Now if you are like me, or like I was back in my college English BA days, you'd think, aha! --- Marías has revealed here the heart, the essence of his novel. Vengeance. Ancient curses. Perturbations, especially at night.
But in truth this is just another one of Marías' alarum and excursions --- amongst dozens of alarums and excursions --- a trick to make us think that the author has delivered the core message for us, in lovely Shakespearean iambs, about curses and hauntings and despair and death. Those of us who fall for this trickery, will, too, find rich significance in lovely Luisa buying the book Lolita as a present --- the author of that novel being another writer well-known for his sleight-
of-hand, and also famous for his loathing of English PhD candidates. Or we might be taken in by names: when Victor is asked by the whore --- the one he believes to be his ex-wife --- to tell her his name, he says "Javier." Ah so. That's the author's name. So of course the whore responds,
Not another Javier....Madrid's full of them or perhaps it's just the name you'd all like to have, I don't know what gets into you all.
§ § § My thought is that Marías is far too subtle to offer a Big Theme, or, at least, to let us know that he is offering one. If we need a Theme, it is probably hidden away in one of the doppelgangers, the throwaways --- a sentence of two, usually planted in the middle of one of those extended tales.
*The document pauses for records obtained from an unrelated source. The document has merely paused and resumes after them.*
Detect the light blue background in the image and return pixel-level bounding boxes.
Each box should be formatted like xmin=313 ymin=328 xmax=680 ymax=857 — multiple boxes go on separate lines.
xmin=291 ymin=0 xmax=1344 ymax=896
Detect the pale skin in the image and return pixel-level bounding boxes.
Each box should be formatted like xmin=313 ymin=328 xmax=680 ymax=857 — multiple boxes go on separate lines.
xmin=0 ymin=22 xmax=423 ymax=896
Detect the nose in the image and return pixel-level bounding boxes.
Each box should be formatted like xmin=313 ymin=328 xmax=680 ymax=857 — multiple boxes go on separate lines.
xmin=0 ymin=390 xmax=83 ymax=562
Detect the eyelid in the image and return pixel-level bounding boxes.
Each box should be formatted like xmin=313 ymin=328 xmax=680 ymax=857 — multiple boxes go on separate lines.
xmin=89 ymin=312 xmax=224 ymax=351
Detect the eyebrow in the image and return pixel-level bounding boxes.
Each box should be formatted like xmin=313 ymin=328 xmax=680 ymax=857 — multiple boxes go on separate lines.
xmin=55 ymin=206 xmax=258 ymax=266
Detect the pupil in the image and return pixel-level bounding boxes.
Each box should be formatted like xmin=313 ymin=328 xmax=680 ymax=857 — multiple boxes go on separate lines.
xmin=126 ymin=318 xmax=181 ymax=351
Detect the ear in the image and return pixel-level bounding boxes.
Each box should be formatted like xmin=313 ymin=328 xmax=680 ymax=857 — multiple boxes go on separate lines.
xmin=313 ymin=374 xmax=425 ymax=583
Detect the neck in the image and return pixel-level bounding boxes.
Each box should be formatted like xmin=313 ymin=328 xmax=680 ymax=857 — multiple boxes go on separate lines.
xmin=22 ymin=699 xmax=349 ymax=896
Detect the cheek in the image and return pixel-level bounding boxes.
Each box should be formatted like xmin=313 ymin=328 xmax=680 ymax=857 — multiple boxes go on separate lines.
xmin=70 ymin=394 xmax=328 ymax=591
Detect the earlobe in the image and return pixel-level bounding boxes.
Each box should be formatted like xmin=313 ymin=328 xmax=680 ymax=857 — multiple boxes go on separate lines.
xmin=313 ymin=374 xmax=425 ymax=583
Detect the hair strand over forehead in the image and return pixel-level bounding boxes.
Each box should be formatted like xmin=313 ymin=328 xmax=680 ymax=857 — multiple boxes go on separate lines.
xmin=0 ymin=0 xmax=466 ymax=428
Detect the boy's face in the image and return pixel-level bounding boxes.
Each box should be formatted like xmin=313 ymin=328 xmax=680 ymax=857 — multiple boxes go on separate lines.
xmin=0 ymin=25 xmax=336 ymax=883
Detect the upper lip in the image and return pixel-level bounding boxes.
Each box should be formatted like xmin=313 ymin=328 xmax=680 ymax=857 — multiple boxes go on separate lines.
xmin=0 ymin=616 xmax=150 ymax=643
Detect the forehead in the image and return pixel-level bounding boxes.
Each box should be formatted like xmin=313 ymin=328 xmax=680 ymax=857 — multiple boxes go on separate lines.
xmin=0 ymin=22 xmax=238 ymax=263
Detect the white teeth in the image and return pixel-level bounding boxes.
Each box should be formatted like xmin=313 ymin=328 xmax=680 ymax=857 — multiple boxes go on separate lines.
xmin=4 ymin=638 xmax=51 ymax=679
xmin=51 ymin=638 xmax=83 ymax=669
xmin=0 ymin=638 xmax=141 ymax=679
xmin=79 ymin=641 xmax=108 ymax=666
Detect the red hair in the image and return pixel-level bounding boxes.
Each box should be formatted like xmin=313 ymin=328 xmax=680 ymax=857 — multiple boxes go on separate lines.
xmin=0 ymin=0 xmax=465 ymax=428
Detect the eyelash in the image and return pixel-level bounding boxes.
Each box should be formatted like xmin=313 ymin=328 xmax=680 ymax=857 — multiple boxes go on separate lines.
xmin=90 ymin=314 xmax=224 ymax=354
For example: Victor is a rather passive type. He writes for television. His stories never get produced, and he doesn't much care. He is invited to write a speech for the King which never gets delivered --- the event is canceled. He says,
I'm a passive kind of person who almost never seeks or wants anything or isn't aware that he's seeking or wanting anything, the sort of person things just happen to, you don't even have to move for everything to become horribly complicated, for things to happen, for there to be anger and litigation, you only have to breathe in this world, the in-breath or the out-breath, like the minimal swaying inevitable in all light objects hanging by a thread, our veiled and neutral gaze like the inert oscillation of toy aeroplanes suspended from a ceiling...
If we are foolish enough to look for Meaning, this would probably be it: the astonishing role of chance in our lives. Chance, which presents a would-be lover, abed, ready to indulge in some heavy adultery, with a thirty-two year old woman, dying, dying --- then dead. Pure chance.
This in turn makes it possible --- indeed, imperative --- for Victor to become involved with Marta's family, meeting the father, following Luisa about, finally, at the end, meeting with the cuckolded --- or almost cuckolded --- husband. Who has, are you ready? --- just participated in the death of another woman. His mistress.